Interestingly, the passage on John Paul II does not appear in any of the multiple drafts of the Notre Dame speech on file at the Reagan Library today.[3] None of Tony Dolan’s drafts at the library include this paragraph. Thus it is possible, even likely, that Reagan wrote the passage into his text shortly before delivering the speech, which would not have been unusual for him. Given the subject matter and the fact that, as Dolan attested, Reagan did “a complete rewrite,” the speech clearly had significant meaning to the president.[4]
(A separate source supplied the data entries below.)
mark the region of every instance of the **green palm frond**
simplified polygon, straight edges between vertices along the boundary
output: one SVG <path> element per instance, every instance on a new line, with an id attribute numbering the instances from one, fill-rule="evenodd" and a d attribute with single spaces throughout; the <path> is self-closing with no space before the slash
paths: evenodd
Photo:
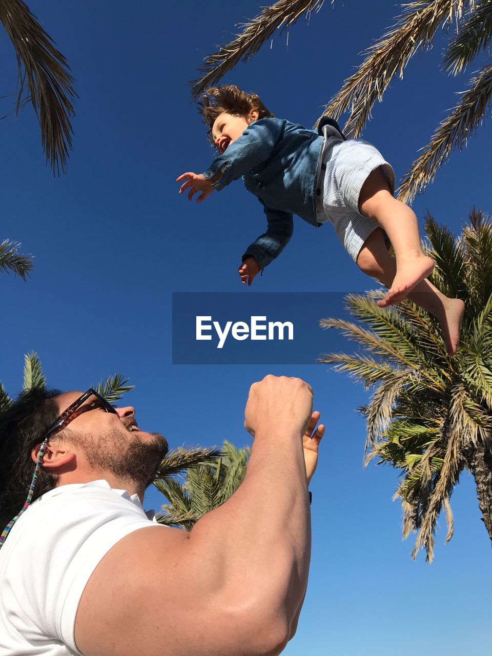
<path id="1" fill-rule="evenodd" d="M 469 214 L 470 226 L 463 229 L 466 264 L 466 285 L 470 290 L 472 316 L 479 312 L 492 294 L 492 224 L 482 211 L 474 207 Z"/>
<path id="2" fill-rule="evenodd" d="M 251 449 L 247 447 L 236 449 L 226 440 L 223 451 L 227 459 L 227 469 L 221 485 L 220 496 L 225 501 L 232 496 L 244 480 Z"/>
<path id="3" fill-rule="evenodd" d="M 375 388 L 359 409 L 367 422 L 365 463 L 375 460 L 400 472 L 395 498 L 401 501 L 403 537 L 416 533 L 413 556 L 424 548 L 428 561 L 440 513 L 446 541 L 453 535 L 450 499 L 465 468 L 475 478 L 492 539 L 492 221 L 474 208 L 468 219 L 459 238 L 430 215 L 426 224 L 428 251 L 437 262 L 434 283 L 445 293 L 444 279 L 454 277 L 455 291 L 466 300 L 452 358 L 443 351 L 437 323 L 408 301 L 385 317 L 371 298 L 351 296 L 348 310 L 357 323 L 324 320 L 362 345 L 361 353 L 323 359 Z M 409 354 L 411 346 L 418 353 Z"/>
<path id="4" fill-rule="evenodd" d="M 15 49 L 18 69 L 16 115 L 26 103 L 34 108 L 41 132 L 41 144 L 53 173 L 64 171 L 72 148 L 71 117 L 73 78 L 64 56 L 54 47 L 22 0 L 2 0 L 0 21 Z M 24 90 L 27 92 L 26 97 Z"/>
<path id="5" fill-rule="evenodd" d="M 221 449 L 216 447 L 194 447 L 184 449 L 178 447 L 170 451 L 161 462 L 155 478 L 165 478 L 182 474 L 186 470 L 215 462 L 222 455 Z"/>
<path id="6" fill-rule="evenodd" d="M 134 385 L 125 384 L 129 380 L 129 378 L 123 378 L 121 373 L 115 373 L 108 376 L 104 382 L 100 380 L 94 389 L 104 399 L 112 403 L 119 401 L 126 392 L 134 389 Z"/>
<path id="7" fill-rule="evenodd" d="M 12 399 L 5 391 L 3 383 L 0 382 L 0 413 L 5 412 L 12 405 Z"/>
<path id="8" fill-rule="evenodd" d="M 484 66 L 470 81 L 455 110 L 447 115 L 413 162 L 398 190 L 398 199 L 411 203 L 434 179 L 436 173 L 457 147 L 463 150 L 482 123 L 492 98 L 492 64 Z"/>
<path id="9" fill-rule="evenodd" d="M 174 512 L 182 514 L 190 511 L 190 495 L 185 486 L 179 481 L 169 476 L 155 481 L 154 484 L 169 500 Z"/>
<path id="10" fill-rule="evenodd" d="M 492 38 L 492 1 L 483 0 L 463 20 L 443 58 L 443 70 L 457 75 L 480 52 L 487 50 Z"/>
<path id="11" fill-rule="evenodd" d="M 417 0 L 405 5 L 396 26 L 367 51 L 366 58 L 330 101 L 316 127 L 323 116 L 338 118 L 350 110 L 344 133 L 358 137 L 393 77 L 399 73 L 402 78 L 417 51 L 430 45 L 439 27 L 460 18 L 467 7 L 473 9 L 474 0 Z"/>
<path id="12" fill-rule="evenodd" d="M 190 469 L 186 476 L 185 487 L 192 501 L 192 510 L 201 517 L 215 507 L 220 486 L 211 467 L 201 465 Z"/>
<path id="13" fill-rule="evenodd" d="M 346 355 L 344 353 L 325 354 L 319 362 L 334 365 L 336 371 L 346 372 L 359 382 L 363 382 L 366 390 L 382 380 L 387 380 L 393 375 L 393 368 L 363 354 Z"/>
<path id="14" fill-rule="evenodd" d="M 171 474 L 154 482 L 169 501 L 162 506 L 158 521 L 190 531 L 201 517 L 237 490 L 244 479 L 249 453 L 248 447 L 237 449 L 226 440 L 220 450 L 209 449 L 201 460 L 198 449 L 191 449 L 190 457 L 186 449 L 176 449 L 171 466 L 165 468 Z M 173 464 L 180 459 L 180 466 Z"/>
<path id="15" fill-rule="evenodd" d="M 0 243 L 0 271 L 12 272 L 23 280 L 30 277 L 30 271 L 34 268 L 31 255 L 22 255 L 18 251 L 20 244 L 4 239 Z"/>
<path id="16" fill-rule="evenodd" d="M 31 387 L 44 387 L 46 377 L 43 373 L 39 356 L 34 351 L 24 356 L 24 390 Z"/>
<path id="17" fill-rule="evenodd" d="M 440 226 L 431 215 L 425 216 L 425 232 L 432 249 L 436 266 L 431 280 L 451 298 L 467 298 L 464 280 L 464 256 L 462 243 L 445 226 Z"/>
<path id="18" fill-rule="evenodd" d="M 331 0 L 332 3 L 334 1 Z M 309 18 L 313 12 L 319 10 L 323 3 L 324 0 L 279 0 L 271 7 L 263 7 L 253 20 L 243 24 L 241 34 L 209 55 L 199 67 L 201 77 L 190 83 L 193 97 L 218 82 L 241 60 L 247 62 L 276 30 L 283 31 L 302 16 Z"/>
Ronald Reagan’s attention was fixed on Moscow. At a press conference just a couple of weeks after the Notre Dame address, he doubled down on his prediction that the West would transcend communism. When a reporter asked, “Do the events of the last ten months in Poland constitute the beginning of the end of Soviet domination of Eastern Europe?” Reagan answered:

Well, what I meant then in my remarks at Notre Dame and what I believe now about what we’re seeing tie together. I just think it is impossible—and history reveals this—for any form of government to completely deny freedom to people and have that go on interminably. There eventually comes an end to it. And I think the things we’re seeing, not only in Poland but the reports that are coming out of Russia itself about the younger generation and its resistance to long-time government controls, is an indication that communism is an aberration. It’s not a normal way of living for human beings, and I think we are seeing the first, beginning cracks, the beginning of the end.[5]
The Lady from Calcutta

A small but formidable woman from Calcutta had watched the shootings of Reagan and John Paul II with intense concern. Three weeks after the attempt on the pope’s life, Mother Teresa visited the White House, where she jolted President Reagan by affirming the sense of divine calling he had felt after the shooting.

On June 4, 1981, the president and first lady sat down for a private meal with the nun and a few selected guests. No cameras, no media. The servant to Calcutta’s destitute made an immediate impact on the host. Mother Teresa said: “Mr. President Reagan, do you know that we stayed up for two straight nights praying for you after you were shot? We prayed very hard for you to live.”[6]

Humbled, Reagan thanked her, but she wasn’t finished. She looked at the president pointedly and said: “You have suffered the passion of the cross and have received grace. There is a purpose to this. Because of your suffering and pain you will now understand the suffering and pain of the world.” She added, “This has happened to you at this time because your country and the world need you.”

Nancy Reagan dissolved into tears. Her husband, the great communicator, was at a loss for words.

The White House did not hold a press conference or photo op with Mother Teresa. The administration did not do much to document the encounter either.[7] Mother Teresa departed that afternoon as quietly as she came. But the sparse record we have suggests that the lady from Calcutta had made a profound impression on the president.